Not avid hikers ourselves – in fact, Jen having never hiked in Korea before – we planned out a trip to take two of my favourite hikes in the country. We invited two of our good friends from Busan to join us, Jason and Krissy, who we have come to adore for their spunky personalities and up-for-anything attitudes. We all piled into my car on a Saturday morning and barrelled all the way from Busan to the Korean midwest.
First on the list was Mai Mountain, known as “Maisan” in Korean. Located next to the town of Jinan, it’s two peaks located next to each other and known as the “horse ear peaks” thanks to their unique shapes. Only the smaller peak measuring in at 686 meters and with a much less treacherous crest is open to hikers. But the hike wasn’t the only highlight of our trip to Maisan. After parking at the north lot and taking a stroll past several street vendors, we arrived at our first stop – Tapsa Temple. Definitely one of the most mysterious temples in Korea as it features several pillars built by stacking small stones on top of each other without cement in between – yet they never fall, come wind or rain. Weathered photographs of the original architect, Gapyeong Lee, could be found hung up everywhere on the grounds, an ancient smiling scholar with a wooden staff, crisp white clothes and silvery long hair in a man-bun paired with a long white beard. It is said he collected stones during the day and built the towers in the darkness of night, with the tallest pagoda standing nearly 6 meters high.
With our luck, it of course started raining, but we had come prepared with ponchos and bust them out for the hike up ahead. We continued past Tapsa along a slick stone path, finding brief solace from the rain under thickets of leaves above. We made it to a clearing right in between the two big peaks to expose the third hidden peak of Maisan. Less than half the size of the other two, it resembles a giant’s face, complete with ears, deep-set eyes and a long nose. Legend has it that two gods bore a child while living on Earth, but the family transformed into these three mountains upon their return to the Heavens and remained on our realm. At the base of this third peak lay a massive ceremonial drum next to a tiny temple. I was taught by a Korean hiker that for good luck, you should bong the drum three times in succession, which we all took turns doing as the bass echoed across the valley.
Krissy went gungho to try some mysterious local brown beverage being peddled around the corner, and after we spent a few minutes trying to sit out the drizzle that suddenly turned into a windy torrential rainfall, we decided to take on the hike head-on.

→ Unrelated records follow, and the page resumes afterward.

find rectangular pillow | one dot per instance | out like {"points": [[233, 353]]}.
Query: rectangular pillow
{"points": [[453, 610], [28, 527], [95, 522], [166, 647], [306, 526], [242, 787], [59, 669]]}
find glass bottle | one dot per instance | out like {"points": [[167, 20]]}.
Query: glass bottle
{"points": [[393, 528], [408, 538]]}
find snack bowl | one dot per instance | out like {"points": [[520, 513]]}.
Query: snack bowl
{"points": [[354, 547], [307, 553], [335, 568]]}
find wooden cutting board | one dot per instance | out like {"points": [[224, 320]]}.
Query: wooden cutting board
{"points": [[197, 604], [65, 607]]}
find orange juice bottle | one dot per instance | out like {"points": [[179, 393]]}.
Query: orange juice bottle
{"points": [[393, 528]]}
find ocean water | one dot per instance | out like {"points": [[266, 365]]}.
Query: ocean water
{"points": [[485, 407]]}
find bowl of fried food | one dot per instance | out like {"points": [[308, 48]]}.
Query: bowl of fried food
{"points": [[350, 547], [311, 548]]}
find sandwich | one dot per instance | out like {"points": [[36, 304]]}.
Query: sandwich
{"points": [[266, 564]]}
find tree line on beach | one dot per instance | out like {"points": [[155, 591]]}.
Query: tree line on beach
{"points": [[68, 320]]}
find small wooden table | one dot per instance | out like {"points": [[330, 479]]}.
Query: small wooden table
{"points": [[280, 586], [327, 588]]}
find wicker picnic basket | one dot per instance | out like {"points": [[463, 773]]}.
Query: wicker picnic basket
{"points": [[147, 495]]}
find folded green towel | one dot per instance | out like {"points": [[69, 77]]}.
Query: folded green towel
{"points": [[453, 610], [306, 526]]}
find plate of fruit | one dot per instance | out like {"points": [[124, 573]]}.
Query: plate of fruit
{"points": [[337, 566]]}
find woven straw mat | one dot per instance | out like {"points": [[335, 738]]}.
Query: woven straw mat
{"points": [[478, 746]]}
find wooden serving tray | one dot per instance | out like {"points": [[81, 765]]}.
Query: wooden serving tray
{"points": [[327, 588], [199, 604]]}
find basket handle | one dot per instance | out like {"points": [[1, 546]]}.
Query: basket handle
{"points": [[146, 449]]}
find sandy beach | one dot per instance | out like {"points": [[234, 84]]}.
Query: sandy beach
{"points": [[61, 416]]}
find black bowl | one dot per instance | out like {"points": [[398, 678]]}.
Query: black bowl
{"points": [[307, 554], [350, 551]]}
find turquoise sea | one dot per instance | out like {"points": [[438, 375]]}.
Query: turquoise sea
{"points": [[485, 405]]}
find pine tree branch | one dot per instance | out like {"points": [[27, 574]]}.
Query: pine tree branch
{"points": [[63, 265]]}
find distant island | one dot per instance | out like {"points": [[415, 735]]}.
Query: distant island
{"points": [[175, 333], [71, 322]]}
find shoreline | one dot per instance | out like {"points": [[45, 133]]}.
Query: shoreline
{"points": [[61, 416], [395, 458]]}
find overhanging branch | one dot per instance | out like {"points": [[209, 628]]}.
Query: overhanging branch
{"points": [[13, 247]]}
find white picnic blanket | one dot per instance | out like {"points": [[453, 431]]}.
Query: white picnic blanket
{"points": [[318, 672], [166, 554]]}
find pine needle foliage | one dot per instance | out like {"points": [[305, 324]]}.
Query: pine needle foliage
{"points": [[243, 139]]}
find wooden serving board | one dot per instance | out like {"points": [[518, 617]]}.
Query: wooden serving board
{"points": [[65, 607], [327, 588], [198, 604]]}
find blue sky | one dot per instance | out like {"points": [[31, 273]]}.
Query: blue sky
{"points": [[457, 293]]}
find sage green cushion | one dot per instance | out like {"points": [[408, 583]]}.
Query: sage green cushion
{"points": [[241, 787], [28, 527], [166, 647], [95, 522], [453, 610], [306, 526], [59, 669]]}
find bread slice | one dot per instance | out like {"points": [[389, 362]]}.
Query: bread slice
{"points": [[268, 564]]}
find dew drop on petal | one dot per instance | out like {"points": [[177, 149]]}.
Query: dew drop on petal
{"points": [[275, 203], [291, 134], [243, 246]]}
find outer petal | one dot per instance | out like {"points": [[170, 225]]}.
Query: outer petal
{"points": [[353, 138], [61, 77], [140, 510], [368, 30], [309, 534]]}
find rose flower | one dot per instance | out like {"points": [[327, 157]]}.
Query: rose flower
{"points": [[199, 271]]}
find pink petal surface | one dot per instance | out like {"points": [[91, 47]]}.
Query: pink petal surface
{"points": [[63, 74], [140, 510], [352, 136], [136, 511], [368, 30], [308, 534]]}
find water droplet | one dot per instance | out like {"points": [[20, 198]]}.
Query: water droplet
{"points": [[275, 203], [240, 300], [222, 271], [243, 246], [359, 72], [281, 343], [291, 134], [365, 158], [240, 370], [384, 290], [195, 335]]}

The first part felt like a hiking designed for city folk like us, with rubber-matted steps followed by a hemp carpet covering the soft dirt trail, and then more solid wooden stairs going up the face of the mountain. That all turned upside down as the steps suddenly gave way to steep rain-slicked rock, leaving us to heave ourselves up via the steel railings on each side of the path. We stopped at wooden decks here and there for a breather and to take in the amazing view of the neighbouring horse ear peak, sheathed in a mist from the rain and the lush green valley below.
Much to our relief, the rain tapered off at the halfway point. Before long, we finally made it to the flat crest and made the best of it by throwing up the full-size Canada flag I brought along for big smiles and quick snapshots. We laughed about the climb over some snacks and took a look at the time; an amazing dinner was waiting for us an hour’s drive away and we knew we would be hungry by then. Happy and accomplished, we started our descent and back to hit the road.